Vervolgens heeft de rechtbank overwogen dat op grond van artikel 4.11b, zevende lid, van de Apv een vergunning voor het vellen van een gemeentelijke boom die als monumentale boom is geïdentificeerd niet wordt verleend, behoudens het eerste lid van die bepaling, artikel 4:11, vijfde lid, onderdeel a, en de uitvoering van majeure publieke werken. Omdat volgens de rechtbank het college ter zitting heeft erkend dat geen sprake is van omstandigheden als genoemd in het eerste lid van artikel 4:11b of artikel 4:11, vijfde lid, onderdeel a, of van een uitvoering van majeure publieke werken, had het college de omgevingsvergunning voor zowel het vellen van platanen 1 tot met 6 als het verplaatsen van plataan 7, niet mogen verlenen.

Procesbelang?

3.       Bij besluit van 22 juni 2022 heeft het college aan de gemeente Rotterdam een nieuwe omgevingsvergunning verleend voor het verplanten van dezelfde zeven platanen, waarop de in deze procedure aan de orde zijnde vergunning ziet.

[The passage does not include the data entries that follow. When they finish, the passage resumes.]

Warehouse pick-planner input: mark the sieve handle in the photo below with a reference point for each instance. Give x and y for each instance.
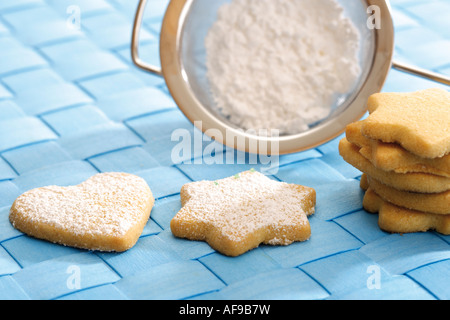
(135, 41)
(421, 72)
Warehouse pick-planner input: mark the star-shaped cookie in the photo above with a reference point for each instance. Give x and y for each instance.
(418, 121)
(237, 214)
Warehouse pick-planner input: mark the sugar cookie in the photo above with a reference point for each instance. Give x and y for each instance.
(438, 203)
(418, 121)
(238, 213)
(107, 212)
(395, 219)
(392, 157)
(414, 182)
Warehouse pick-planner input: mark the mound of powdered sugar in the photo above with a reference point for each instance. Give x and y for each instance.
(279, 64)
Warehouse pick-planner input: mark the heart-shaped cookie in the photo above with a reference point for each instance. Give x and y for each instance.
(107, 212)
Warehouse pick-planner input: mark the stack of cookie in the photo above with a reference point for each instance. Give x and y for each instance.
(403, 150)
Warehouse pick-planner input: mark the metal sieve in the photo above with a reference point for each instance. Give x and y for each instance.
(183, 55)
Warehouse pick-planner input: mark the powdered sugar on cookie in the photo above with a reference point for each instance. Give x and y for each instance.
(245, 206)
(106, 206)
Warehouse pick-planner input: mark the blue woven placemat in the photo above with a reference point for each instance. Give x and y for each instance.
(72, 105)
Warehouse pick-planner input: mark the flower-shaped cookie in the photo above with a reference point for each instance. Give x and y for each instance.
(418, 121)
(238, 213)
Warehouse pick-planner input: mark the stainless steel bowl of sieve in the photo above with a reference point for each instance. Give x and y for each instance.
(182, 56)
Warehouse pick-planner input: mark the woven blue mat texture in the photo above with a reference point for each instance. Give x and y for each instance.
(72, 104)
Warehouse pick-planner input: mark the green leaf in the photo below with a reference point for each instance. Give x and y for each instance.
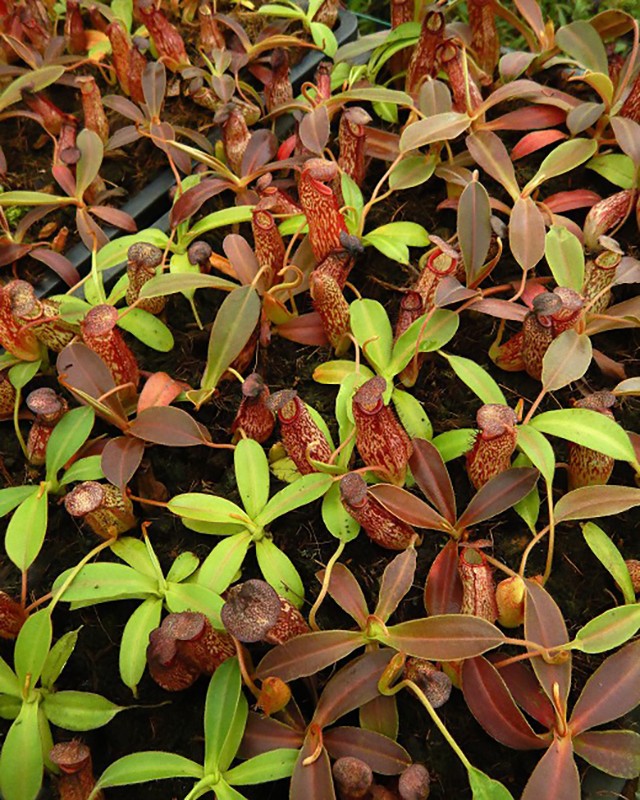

3.1.    De Afdeling ziet zich gesteld voor de ambtshalve te beoordelen vraag of het college procesbelang heeft bij het hoger beroep. Zoals de Afdeling eerder heeft overwogen, bijvoorbeeld in de uitspraak van 24 december 2019, ECLI:NL:RVS:2019:4404, hoeft de bestuursrechter een bij hem ingediend (hoger) beroep alleen inhoudelijk te beoordelen als dit van betekenis is voor de beslechting van het geschil over het bestreden besluit. De indiener dient een actueel en reëel belang te hebben bij een inhoudelijke beoordeling van het (hoger) beroep.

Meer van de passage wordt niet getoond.